Hello, OKUJI!

> > I'm trying to understand why "map" doesn't work for me.
> 
>   Give me more detailed information. What did you do and what
> happened?

Well, it seems that I used to expect too much from that command before I
looked at the code.

1) I expected that the "map" command affects the way how GRUB itself
recognises the drives. I expected that after
map (hd1) (hd0)
root (hd1,<TAB>
I would see the partition table of (hd0)
I don't say it's what I need, but it wasn't clear from the output of the
"help map" whether this effect should be expected or not.

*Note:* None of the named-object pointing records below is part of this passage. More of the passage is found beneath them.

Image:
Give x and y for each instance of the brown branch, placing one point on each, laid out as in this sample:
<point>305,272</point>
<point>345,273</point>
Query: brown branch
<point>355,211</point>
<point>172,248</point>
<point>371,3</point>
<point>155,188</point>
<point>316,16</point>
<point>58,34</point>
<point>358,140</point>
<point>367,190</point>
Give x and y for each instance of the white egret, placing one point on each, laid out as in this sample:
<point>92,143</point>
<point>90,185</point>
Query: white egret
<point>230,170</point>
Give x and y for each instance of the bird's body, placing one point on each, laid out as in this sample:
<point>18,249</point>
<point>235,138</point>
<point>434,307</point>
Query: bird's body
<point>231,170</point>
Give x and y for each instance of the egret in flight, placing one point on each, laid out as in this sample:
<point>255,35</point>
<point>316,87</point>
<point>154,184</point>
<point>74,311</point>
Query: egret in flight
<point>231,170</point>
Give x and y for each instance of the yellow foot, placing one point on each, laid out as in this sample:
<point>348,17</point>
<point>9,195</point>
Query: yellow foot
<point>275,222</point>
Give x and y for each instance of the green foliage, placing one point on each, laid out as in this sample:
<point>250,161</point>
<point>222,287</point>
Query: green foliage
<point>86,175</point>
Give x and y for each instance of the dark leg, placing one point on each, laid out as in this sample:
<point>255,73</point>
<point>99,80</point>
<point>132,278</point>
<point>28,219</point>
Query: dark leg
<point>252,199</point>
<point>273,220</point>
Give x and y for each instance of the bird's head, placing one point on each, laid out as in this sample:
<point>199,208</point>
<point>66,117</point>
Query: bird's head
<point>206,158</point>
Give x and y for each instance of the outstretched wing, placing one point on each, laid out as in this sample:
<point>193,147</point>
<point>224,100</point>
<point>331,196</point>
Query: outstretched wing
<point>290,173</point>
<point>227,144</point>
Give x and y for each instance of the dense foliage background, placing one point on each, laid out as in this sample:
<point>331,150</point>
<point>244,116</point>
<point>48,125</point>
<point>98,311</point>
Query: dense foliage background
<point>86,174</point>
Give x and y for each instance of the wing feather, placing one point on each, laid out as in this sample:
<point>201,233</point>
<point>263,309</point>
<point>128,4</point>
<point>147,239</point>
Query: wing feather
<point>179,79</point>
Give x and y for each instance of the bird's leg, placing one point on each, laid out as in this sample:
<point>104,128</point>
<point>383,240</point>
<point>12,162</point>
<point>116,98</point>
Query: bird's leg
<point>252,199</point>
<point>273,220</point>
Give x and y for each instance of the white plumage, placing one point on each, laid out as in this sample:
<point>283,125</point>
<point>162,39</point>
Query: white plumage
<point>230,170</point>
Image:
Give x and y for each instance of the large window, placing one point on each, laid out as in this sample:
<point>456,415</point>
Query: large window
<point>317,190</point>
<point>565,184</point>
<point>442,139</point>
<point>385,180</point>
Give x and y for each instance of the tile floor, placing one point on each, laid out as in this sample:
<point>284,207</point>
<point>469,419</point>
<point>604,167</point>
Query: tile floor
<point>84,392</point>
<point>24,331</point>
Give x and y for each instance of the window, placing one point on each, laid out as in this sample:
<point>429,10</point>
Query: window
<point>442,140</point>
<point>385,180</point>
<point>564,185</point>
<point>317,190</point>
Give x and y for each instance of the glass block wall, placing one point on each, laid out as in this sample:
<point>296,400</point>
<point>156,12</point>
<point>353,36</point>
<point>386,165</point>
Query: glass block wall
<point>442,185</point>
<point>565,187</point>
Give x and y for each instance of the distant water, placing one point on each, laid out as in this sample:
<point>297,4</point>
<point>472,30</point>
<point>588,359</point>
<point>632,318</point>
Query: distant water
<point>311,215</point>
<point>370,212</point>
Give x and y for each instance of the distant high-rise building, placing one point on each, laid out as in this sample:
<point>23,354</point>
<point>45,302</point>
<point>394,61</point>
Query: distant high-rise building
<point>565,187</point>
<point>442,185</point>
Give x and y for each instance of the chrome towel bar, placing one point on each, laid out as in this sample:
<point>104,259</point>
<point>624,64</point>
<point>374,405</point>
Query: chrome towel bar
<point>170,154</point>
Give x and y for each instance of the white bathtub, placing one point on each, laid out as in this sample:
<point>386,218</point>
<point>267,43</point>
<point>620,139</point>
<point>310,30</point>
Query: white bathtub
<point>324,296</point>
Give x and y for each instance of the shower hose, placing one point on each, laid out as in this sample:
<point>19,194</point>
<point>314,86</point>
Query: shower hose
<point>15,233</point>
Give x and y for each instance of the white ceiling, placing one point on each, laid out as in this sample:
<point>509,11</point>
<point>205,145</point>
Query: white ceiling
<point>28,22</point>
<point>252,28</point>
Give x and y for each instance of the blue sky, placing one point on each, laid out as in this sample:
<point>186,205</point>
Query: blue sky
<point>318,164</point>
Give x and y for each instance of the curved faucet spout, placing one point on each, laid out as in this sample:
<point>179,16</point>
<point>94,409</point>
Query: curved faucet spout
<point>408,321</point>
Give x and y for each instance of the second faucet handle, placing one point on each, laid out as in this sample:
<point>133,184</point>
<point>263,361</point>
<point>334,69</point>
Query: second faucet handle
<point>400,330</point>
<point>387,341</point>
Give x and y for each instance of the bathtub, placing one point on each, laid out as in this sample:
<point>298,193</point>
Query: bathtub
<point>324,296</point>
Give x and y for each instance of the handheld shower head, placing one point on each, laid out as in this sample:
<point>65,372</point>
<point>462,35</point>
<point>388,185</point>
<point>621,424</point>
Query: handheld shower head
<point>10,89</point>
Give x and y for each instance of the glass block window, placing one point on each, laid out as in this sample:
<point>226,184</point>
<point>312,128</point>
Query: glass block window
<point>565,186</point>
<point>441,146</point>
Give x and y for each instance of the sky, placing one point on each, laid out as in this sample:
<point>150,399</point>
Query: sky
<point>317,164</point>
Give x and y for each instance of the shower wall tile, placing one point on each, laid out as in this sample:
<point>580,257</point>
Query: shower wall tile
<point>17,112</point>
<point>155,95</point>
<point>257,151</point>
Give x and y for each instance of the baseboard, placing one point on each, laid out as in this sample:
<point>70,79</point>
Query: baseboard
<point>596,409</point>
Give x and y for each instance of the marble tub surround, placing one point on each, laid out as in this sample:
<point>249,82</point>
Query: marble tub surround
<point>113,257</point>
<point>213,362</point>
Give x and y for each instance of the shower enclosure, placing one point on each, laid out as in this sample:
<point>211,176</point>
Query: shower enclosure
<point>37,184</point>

2) I expected that the "map" command can be used instead of HDBIAS in the
"root" command in order to fool FreeBSD kernel.
Again, I don't say that it's a good idea, but nothing indicated that
"map" affects chainloading only.

3) I expected that GRUB will pass the drive number in the translated
form. For example, I expected the following to work:

map (hd1) (hd0)
map (hd0) (hd1)
root (hd1,0)
chainloader +1

Since GRUB doesn't translate the drive number, I have to write

map (hd1) (hd0)
map (hd0) (hd1)
rootnoverify (hd0)
chainloader (hd1,0)+1

Again, I admit that it may be impossible to translate the drive number.
For example, if both 0x81 and 0x82 have been made to refer to the real
0x81 and you set "root (hd1)" GRUB cannot decide whether it should pass
0x81 or 0x82.

4) I expected that loading Windows 98 from (hd1,0) will work. It
doesn't. The Win98 bootloader reports an error. The commands are exactly
as above:

map (hd1) (hd0)
map (hd0) (hd1)
rootnoverify (hd0)
chainloader (hd1,0)+1

I don't have DR DOS to test. The only thing that works for me is
chainloading GRUB from another GRUB after remapping drives.